American Elephants

Growing Up Rural: by The Elephant's Child
November 18, 2022, 7:02 pm
Filed under: Politics

It’s 5:30 in the afternoon here, and pitch black outdoors. I hadn’t been paying much attention to the change of season. but it is November, of course. Winter months, except not really “winter” here at all. Just a little colder, more likely rainy. At home in Idaho (Idaho will always be “home”) Winter usually began with the first snowfall. Here in the Seattle area, snow is regular but rare. Seattle is famously the “City of Seven Hills” though there are probably way more than seven, depending on your definition of “hill.” It’s not flat territory. It’s a major pain in the neck when we have snow, because there are hills in every direction and streets can get icy without snow. It’s 50 degrees here now, no snow visible in any direction, but I cannot see the mountains from my window. There are winters with no real disruptive snow. Depends on whether you want snow for beauty or no snow for getting around.

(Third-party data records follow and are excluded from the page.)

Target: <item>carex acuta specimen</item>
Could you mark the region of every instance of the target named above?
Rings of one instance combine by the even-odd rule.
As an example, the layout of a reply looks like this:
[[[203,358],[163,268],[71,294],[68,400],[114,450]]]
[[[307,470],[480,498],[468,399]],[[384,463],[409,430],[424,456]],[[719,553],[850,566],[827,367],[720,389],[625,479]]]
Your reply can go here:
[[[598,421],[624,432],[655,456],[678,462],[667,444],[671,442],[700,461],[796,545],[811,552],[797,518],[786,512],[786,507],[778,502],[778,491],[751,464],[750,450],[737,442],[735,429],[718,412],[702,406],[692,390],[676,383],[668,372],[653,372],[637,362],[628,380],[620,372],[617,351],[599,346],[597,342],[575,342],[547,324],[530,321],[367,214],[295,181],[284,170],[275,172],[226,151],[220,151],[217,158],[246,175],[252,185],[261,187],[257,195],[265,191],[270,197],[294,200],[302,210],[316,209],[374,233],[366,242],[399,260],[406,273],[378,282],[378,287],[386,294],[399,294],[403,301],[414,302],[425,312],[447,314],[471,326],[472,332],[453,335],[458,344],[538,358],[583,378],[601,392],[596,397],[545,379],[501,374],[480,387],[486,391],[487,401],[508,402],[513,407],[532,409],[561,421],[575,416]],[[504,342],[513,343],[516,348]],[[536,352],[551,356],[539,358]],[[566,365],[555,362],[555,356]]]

In Idaho, we had to plow our own road once they redirected the North-South highway over the hill to the East. We were once on the main North South highway, but they created a short cut that left us on a side road. Since we had an effective plow on our truck we got to get the neighboring small ranchers in and out too. So I am thoroughly familiar with very rural life.

The nearest town was nine miles away. and a very small town at that, but a county seat, and usually some small industry like a sawmill,

Court House, grade school, high school. hospital, two grocery stores, 3 or 4 gas stations with repair shops, hardware, lumber yard, Odd Fellows, and three churches. That’s what I can remember offhand. There was a farmer’s pond just outside of town where everyone went ice skating in early winter. Last figure I saw was a population of about 800. No idea how accurate that is, nor how related to how big it was when I was growing up. I have no idea if this is typical of small towns all across the country. Nor just what population qualifies a town as an “officially” small town.